I wish to show that when pulling back $\alpha$ to $S^3$ using the Hopf map $H:S^3\rightarrow S^2$ given by
$(x_1,x_2,x_3,x_4)\mapsto \left(x_1^2+x_2^2-x_3^2-x_4^2, 2(x_2x_3 - x_1 x_4), 2(x_2x_4+x_1x_3)\right)$,
the result is proportional to $\omega$, so:
$H^*\alpha=c\omega$ for some $c\in\mathbb{R}$.
I tried starting from the left hand side, so by definition of the pullback I just wrote down the form $\alpha$ with the $y_i$ replaced by the $i^{th}$ component of $H(x_1,x_2,x_3,x_4)$, and then I used $\sum_{i=1}^4 x_i^2 = 1$ and $\sum_{i=1}^4 x_idx_i = 0$. This however became a huge mess and nearly impossible to do by hand...
Is there an easier way? Is there a way to take $H$ to the right hand side, using some properties of the pull back? Then I could start from the right hand side, which might be easier.

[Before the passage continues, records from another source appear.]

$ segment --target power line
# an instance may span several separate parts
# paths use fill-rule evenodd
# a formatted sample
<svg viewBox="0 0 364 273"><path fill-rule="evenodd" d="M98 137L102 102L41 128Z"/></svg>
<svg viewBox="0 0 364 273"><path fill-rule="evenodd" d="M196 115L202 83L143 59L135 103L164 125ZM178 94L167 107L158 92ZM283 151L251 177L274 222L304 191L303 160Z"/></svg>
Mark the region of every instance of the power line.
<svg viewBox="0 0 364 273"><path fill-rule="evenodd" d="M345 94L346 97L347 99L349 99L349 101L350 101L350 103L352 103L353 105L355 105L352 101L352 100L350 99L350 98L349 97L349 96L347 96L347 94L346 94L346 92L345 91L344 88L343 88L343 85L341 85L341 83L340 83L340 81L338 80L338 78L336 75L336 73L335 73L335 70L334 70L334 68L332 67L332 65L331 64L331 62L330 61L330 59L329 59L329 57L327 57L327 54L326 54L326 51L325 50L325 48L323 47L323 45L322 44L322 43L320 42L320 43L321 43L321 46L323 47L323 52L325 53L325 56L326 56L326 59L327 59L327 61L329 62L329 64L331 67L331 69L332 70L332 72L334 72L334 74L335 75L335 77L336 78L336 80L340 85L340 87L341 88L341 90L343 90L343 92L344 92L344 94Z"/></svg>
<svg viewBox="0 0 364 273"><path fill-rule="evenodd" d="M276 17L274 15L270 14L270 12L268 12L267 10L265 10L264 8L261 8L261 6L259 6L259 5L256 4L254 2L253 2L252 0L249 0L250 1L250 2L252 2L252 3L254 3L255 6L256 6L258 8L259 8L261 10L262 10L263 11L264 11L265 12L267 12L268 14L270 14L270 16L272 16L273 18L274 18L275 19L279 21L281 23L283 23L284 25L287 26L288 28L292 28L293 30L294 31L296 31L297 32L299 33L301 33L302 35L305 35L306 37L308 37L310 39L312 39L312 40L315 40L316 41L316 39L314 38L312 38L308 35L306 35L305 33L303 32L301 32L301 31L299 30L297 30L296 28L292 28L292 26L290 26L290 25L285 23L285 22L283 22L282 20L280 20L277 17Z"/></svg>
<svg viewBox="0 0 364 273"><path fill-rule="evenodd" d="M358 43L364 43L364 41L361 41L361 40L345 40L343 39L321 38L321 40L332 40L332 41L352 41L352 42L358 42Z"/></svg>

Your 2-form on the 2-sphere is the area form, while the 2-form on the 3-sphere is the contact form. The point is that both are invariant under a suitable group of transformations. In the case of the 2-sphere it is SO(3) (at least), whereas in the case of the 3-sphere it is the restriction of SU(2) (at least). Both of these act transitively. Use this to reduce the general calculation to the calculation at a single point, say $(0,0,1)$ of the 2-sphere.